Bankman-Fried said that the origins of the big credit limits for Alameda were the result of the early role of the commercial business as the main supplier of liquidity to FTX before attracting other financial groups.
ftx handling, like other large offshore trading places, large amounts of derivatives that enabled dealers to enlarge their bets with borrowed agents-but as a rule, professional companies are necessary so that the market works smoothly.
"If you leaf through by 2019 when FTX started for the first time, Alameda had 45 percent of volume or something on the platform at that time," said Bankman-Fried. "It was basically a situation in which the Alameda account no longer had a capacity to enter into new positions, this would lead to risk problems for the platform because we didn't have enough liquidity providers. I think it was therefore quite large."
this year, he said, Alameda made up around 2 percent of the trading volume and was no longer the most important liquidity provider on the stock exchange. Bankman-Fried said he regretted that he has not checked the treatment of the retail company again to ensure that it is subject to the same credit restrictions as other similar companies that work on the stock exchange.
ftx awarded dealers so that they could complete large bets on crypto with just a small initial effort, known as a trade on margin. The great commitment of FTX at Alameda was one main reason that the weakness in the balance sheet of the trading company caused a financial crisis that both companies grasped.
Bankman-Fried estimated Alameda's liabilities to around $ 10 billion compared to FTX when both companies registered bankruptcy in November.
"From the perspective of the volume, the income and liquidity, the stock exchange was practically independent of Alameda. Obviously, this has not been true in terms of positions or balances at the event location," said Bankman-Fried.
John Ray, the experienced insolvency administrator, who led FTX on bankruptcy, criticized his former leadership that she had failed to keep Alameda and FTX separated. In court files, he pointed out a "secret exception of Alameda from certain aspects of the auto liquidation protocol from ftx.com".
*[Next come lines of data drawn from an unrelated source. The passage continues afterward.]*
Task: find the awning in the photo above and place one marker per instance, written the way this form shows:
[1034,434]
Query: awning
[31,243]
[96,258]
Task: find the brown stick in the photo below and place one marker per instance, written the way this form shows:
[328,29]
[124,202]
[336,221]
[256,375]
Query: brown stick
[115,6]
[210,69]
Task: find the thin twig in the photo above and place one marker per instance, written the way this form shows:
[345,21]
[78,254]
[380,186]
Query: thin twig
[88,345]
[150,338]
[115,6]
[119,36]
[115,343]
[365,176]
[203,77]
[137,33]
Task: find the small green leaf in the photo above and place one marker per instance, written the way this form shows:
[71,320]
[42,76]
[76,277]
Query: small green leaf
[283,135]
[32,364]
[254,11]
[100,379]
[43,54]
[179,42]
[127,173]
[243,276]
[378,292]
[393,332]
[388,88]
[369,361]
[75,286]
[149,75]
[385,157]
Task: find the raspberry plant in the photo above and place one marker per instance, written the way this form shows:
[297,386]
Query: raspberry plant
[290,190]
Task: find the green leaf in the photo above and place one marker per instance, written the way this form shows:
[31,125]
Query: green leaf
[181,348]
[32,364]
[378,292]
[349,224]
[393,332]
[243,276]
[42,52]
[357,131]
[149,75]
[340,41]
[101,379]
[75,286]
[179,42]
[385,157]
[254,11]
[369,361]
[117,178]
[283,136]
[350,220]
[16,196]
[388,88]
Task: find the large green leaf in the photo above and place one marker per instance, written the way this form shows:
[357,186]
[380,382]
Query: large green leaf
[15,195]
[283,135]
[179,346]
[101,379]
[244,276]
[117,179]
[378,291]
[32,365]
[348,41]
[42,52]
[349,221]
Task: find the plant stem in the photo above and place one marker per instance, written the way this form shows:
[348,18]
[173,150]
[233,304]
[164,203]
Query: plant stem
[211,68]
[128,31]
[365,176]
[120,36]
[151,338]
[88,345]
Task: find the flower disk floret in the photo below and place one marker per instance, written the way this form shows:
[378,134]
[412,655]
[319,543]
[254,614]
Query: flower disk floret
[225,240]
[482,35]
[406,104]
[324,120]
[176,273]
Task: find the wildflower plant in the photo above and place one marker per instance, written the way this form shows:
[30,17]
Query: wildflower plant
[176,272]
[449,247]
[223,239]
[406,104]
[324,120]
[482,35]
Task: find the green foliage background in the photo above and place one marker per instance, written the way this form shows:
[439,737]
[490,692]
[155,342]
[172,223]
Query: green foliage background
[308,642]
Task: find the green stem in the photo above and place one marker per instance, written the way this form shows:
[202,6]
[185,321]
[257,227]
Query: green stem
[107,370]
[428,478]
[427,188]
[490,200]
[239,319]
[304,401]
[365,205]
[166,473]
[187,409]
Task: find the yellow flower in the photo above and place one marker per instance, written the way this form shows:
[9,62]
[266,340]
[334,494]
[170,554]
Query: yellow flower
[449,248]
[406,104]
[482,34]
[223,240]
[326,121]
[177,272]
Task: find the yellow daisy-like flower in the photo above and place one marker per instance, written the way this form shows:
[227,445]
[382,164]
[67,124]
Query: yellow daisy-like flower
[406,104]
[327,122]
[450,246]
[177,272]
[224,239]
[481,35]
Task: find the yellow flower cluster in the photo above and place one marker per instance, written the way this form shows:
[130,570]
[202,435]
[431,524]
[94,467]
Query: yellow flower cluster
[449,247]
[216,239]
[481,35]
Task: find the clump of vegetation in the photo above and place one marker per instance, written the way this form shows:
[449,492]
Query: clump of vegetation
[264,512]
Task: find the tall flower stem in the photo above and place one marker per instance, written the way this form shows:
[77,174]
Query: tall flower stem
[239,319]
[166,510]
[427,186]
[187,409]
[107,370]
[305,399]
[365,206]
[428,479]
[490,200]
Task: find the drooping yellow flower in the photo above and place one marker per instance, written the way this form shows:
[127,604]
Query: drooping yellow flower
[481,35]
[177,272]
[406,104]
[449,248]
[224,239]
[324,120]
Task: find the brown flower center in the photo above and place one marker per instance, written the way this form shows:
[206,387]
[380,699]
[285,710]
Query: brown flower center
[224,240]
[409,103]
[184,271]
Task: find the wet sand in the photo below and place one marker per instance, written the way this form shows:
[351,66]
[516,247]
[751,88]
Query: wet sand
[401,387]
The automatic liquidation or closure of souring positions was an important principle of the FTX risk management procedures and a core of their suggestions to change parts of US financial regulation. When the trade of a typical customer began to go under water, FTX's liquidation mechanism should begin to consume the Marge of the account to protect the trading center from a single trade that causes a loss for the stock exchange.
Bankman-Fried said, however, that there was "possibly a liquidation delay for Alameda and possibly other large dealers. He said he was "not sure" whether Alameda was subject to the same liquidation protocol as other traders on the stock exchange and that the treatment of the account of the trading company was "in the river".